= Radio quiet zone =

Area where radio transmissions are restricted to prevent interference

A map showing the extent of the United States National Radio Quiet Zone.

A radio quiet zone is an area where radio transmissions are restricted in order to protect a radio telescope or a communications station from radio frequency interference. The Radio Regulations of the International Telecommunication Union (ITU) define interference as being detrimental to radio astronomy if it increases measurement uncertainty by 10%. In particular, the applicable regulation is known as ITU-R Recommendation RA.769, "Protection criteria used for radio astronomical measurements". Equipment that can cause interference includes mobile phones, television transmitters, and CB radios, as well as other electrical equipment.

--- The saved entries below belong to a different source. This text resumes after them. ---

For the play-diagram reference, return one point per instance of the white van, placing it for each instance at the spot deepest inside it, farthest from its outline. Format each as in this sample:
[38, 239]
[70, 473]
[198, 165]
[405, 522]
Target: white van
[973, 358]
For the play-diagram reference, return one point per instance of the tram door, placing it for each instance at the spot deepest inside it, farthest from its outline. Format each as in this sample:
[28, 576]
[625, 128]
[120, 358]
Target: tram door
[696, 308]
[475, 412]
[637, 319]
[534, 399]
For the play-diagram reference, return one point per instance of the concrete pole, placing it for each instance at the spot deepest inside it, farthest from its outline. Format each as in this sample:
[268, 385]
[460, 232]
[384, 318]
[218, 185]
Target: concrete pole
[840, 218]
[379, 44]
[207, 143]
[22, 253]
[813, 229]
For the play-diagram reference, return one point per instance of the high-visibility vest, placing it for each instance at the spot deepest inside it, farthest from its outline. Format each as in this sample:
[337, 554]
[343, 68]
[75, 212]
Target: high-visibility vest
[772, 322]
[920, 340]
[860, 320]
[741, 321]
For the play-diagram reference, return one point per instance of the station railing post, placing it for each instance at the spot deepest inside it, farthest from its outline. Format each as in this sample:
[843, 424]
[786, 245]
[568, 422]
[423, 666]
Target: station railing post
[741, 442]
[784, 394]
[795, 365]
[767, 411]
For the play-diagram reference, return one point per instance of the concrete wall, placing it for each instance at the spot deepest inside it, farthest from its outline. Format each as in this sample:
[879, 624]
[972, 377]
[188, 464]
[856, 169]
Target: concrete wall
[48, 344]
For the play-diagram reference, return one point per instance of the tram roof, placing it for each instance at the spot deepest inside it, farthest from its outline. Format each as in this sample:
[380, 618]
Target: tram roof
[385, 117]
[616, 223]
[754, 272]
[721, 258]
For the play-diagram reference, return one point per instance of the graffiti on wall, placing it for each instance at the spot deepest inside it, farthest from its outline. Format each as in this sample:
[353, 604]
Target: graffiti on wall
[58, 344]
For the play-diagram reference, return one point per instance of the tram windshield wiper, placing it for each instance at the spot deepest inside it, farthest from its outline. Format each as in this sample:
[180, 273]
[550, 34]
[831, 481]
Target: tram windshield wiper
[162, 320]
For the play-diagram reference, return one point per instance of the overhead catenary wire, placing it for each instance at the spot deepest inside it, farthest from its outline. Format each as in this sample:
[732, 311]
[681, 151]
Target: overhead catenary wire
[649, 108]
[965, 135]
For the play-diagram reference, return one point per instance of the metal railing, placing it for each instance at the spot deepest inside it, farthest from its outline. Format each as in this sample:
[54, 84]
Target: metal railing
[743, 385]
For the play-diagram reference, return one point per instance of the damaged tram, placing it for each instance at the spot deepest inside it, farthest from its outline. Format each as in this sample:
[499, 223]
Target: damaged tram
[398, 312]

Quiet zones are located in areas that are sparsely populated, and may be enforced based on government legislation. A radio quiet zone is often divided into two zones: an exclusion zone where all radio emissions are prohibited, and a larger coordination zone of up to 100 km^{2} where the power levels of radio transmissions are suitably limited so as not to interfere with the radio telescope.

Formal radio quiet zones exist around many observatories, including the Murchison Radio-astronomy Observatory in Australia, the Green Bank Observatory and the Sugar Grove Station in West Virginia, United States (the United States National Radio Quiet Zone), the Itapetinga Radio Observatory in Brazil,, FAST in Guizhou, China, and MeerKAT in South Africa as examples.

The ITU has recommended designating two locations in outer space as radio quiet zones: the shielded zone on the Moon's far side, and the Sun-Earth Lagrangian point L_{2}.